Kostentragungspflicht des Dienstherrn auch ohne Rechnung

07. November 2023

Ihr Dienstherr hat die Kosten der erforderlichen Personalratstätigkeit zu tragen. Ist es erforderlich, einen Sachverständigen hinzuzuziehen, muss er auch diese Kosten tragen bzw. das Personalratsgremium davon freistellen. Der Anspruch des Gremiums auf Freistellung entsteht schon mit Eingehen der Verbindlichkeit. Eine Rechnung hierfür ist nicht erforderlich, so das Bundesarbeitsgericht (BAG) in einem aktuell veröffentlichten Beschluss (8.3.2023, Az. 7 ABR 10/22). Der Beschluss stammt zwar aus der freien Wirtschaft, ist auf Sie aber übertragbar.
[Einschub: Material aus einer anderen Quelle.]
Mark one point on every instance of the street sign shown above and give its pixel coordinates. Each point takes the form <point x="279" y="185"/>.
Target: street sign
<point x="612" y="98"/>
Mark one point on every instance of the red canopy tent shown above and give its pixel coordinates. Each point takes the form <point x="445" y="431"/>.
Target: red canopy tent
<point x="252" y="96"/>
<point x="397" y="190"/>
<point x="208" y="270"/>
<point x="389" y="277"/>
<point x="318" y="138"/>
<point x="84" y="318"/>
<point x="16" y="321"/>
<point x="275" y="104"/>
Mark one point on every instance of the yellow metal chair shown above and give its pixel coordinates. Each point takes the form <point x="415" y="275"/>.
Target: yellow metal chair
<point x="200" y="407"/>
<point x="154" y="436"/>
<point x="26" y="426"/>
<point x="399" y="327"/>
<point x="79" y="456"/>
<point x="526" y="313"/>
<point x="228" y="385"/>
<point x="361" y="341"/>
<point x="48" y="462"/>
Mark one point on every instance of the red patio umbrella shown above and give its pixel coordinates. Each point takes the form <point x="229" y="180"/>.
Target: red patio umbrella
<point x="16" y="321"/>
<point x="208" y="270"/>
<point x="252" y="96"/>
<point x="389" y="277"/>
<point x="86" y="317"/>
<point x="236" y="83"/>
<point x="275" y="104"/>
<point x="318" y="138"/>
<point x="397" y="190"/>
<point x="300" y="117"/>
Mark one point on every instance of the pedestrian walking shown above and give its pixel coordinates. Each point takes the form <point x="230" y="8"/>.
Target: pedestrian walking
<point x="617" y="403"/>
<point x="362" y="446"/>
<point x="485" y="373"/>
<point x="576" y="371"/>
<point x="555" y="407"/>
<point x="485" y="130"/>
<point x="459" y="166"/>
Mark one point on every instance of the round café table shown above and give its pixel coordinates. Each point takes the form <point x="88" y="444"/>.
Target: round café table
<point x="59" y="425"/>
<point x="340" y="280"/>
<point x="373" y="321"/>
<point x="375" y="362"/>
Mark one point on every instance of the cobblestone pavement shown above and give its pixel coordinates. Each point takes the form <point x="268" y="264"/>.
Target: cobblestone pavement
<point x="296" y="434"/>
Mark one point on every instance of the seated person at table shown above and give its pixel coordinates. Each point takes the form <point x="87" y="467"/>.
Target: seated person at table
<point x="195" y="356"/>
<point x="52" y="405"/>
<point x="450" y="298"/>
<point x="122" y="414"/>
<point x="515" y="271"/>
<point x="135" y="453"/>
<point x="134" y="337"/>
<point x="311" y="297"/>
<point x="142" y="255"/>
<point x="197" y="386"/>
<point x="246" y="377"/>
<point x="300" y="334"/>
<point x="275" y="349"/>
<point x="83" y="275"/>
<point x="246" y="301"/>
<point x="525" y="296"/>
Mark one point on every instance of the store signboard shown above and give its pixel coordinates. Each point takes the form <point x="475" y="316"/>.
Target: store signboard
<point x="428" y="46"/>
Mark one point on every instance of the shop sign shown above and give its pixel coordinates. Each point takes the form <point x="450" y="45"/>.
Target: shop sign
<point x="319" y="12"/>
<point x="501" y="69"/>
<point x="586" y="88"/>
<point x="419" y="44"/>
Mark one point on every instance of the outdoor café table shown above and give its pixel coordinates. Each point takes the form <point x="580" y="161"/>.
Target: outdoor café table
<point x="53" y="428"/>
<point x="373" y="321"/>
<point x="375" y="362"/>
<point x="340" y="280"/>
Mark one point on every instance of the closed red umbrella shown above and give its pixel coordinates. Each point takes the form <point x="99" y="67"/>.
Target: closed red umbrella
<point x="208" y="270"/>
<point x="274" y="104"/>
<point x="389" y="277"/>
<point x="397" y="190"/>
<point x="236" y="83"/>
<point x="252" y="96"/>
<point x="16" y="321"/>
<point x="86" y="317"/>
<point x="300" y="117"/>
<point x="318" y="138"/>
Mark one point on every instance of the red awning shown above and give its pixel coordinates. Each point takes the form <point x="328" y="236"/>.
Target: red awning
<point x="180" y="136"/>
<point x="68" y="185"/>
Erst alle Mittel vor Ort ausschöpfen

Externe Sachverständige sollen erst hinzugezogen werden, wenn die in der Dienststelle vorhandenen Mittel ausgeschöpft sind, also sachverständige Kollegen, Literatur, Datenbanken etc. nicht weiterhelfen.

Der Fall: Im Rahmen eines Einigungsstellenverfahrens hatte der Betriebsrat einen Rechtsanwalt als externen Sachverständigen und Bevollmächtigten für dieses Verfahren beauftragt. Der Rechtsanwalt war gleichzeitig der Geschäftsführer einer Agentur, mit der der Betriebsrat eine Honorarvereinbarung geschlossen hatte.

Nach Abschluss des Verfahrens weigerte sich der Arbeitgeber, die Honorarrechnung des Rechtsanwalts zu begleichen, da der Betriebsrat nicht den Rechtsanwalt, sondern die Agentur beauftragt hatte. Zudem fehlte eine Rechnung.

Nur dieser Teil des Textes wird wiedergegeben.